A semiose do registro, recomendação, acesso e compartilhamento A semiose trata das relações logicamente possíveis entre signo, objeto e interpretante, cujo desdobramento contínuo resulta em processos comunicacionais e cognitivos cada vez mais aprimorados. Esse é o fundamento pragmático da ação sígnica, a qual integra as operações semióticas de determinação e representação na conformação do signo, ou mediação9. É o caráter mediador do signo que impulsiona a semiose a expandir-se continuamente. A operação semiótica de determinação condiciona o modo pelo qual o objeto determina, de modo parcial e sempre incompleto, o interpretante pela mediação do signo.
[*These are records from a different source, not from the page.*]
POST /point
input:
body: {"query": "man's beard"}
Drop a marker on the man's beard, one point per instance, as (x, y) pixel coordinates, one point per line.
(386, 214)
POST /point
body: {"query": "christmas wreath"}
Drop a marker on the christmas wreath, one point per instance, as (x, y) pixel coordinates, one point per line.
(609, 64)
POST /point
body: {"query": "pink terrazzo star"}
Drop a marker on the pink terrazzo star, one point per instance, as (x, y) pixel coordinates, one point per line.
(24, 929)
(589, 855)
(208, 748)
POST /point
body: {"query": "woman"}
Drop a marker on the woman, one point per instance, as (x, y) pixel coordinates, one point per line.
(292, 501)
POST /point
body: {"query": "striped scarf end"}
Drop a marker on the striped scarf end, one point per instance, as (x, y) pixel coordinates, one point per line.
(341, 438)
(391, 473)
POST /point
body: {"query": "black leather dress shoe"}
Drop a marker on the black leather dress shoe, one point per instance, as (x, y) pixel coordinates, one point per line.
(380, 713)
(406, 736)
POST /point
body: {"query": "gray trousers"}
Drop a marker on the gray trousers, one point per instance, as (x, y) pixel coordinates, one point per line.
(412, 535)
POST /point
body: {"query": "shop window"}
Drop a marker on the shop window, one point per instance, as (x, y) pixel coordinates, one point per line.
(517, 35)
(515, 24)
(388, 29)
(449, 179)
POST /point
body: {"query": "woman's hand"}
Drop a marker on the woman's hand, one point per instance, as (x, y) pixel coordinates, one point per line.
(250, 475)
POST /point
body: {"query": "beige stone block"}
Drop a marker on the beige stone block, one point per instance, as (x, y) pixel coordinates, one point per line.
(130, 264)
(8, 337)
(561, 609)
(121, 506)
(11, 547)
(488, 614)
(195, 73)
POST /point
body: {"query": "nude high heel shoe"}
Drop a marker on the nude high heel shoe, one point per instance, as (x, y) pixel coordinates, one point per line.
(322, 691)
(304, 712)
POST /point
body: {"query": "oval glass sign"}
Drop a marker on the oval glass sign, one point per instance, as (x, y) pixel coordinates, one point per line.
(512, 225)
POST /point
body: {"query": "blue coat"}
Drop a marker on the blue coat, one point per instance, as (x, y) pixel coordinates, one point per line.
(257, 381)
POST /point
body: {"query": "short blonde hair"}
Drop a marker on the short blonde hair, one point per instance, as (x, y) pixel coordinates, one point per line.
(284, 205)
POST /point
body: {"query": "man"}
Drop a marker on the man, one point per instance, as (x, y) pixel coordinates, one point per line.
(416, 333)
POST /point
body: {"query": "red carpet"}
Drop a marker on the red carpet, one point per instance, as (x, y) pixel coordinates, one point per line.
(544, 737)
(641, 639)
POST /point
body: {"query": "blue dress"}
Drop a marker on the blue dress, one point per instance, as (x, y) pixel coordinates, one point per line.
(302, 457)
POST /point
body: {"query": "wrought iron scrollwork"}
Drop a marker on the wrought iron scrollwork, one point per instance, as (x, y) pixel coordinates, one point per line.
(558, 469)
Já a operação semiótica de representação refere-se ao modo pelo qual o interpretante representa a determinação oriunda do objeto pela mediação do signo, associando novos signos à semiose por experiência colateral10. Conforme essa abordagem, os agentes de interface desempenham melhor sua capacidade de recomendação por similaridade musical à medida que aumentam seus repertórios e, consequentemente, suas possibilidades de efetuarem associações sígnicas mais refinadas. Operam, assim, como signos mediadores entre a instância semiótica da determinação, relacionada aos registros dos internautas, e a instância semiótica da representação, relacionada à capacidade que os agentes de interface apresentam de associar novas informações aos registros dos internautas, configurando a vizinhança musical por experiência colateral. Em um estágio posterior dessa semiose, as ações de recomendação feitas pelos agentes de interface operam como objeto das futuras ações 9

De acordo com Santaella e Nöth (2004), a noção de mediação é definida como qualquer processo no qual dois elementos são colocados em articulação através da intervenção de um terceiro, que tem como função permitir a passagem de alguma propriedade de um para outro elemento. A comunicação é um traço essencial de toda semiose, uma vez que permite a passagem, a comunicação, de um elemento ao outro. 10 Sobre o assunto ver, por exemplo, Colapietro (1989).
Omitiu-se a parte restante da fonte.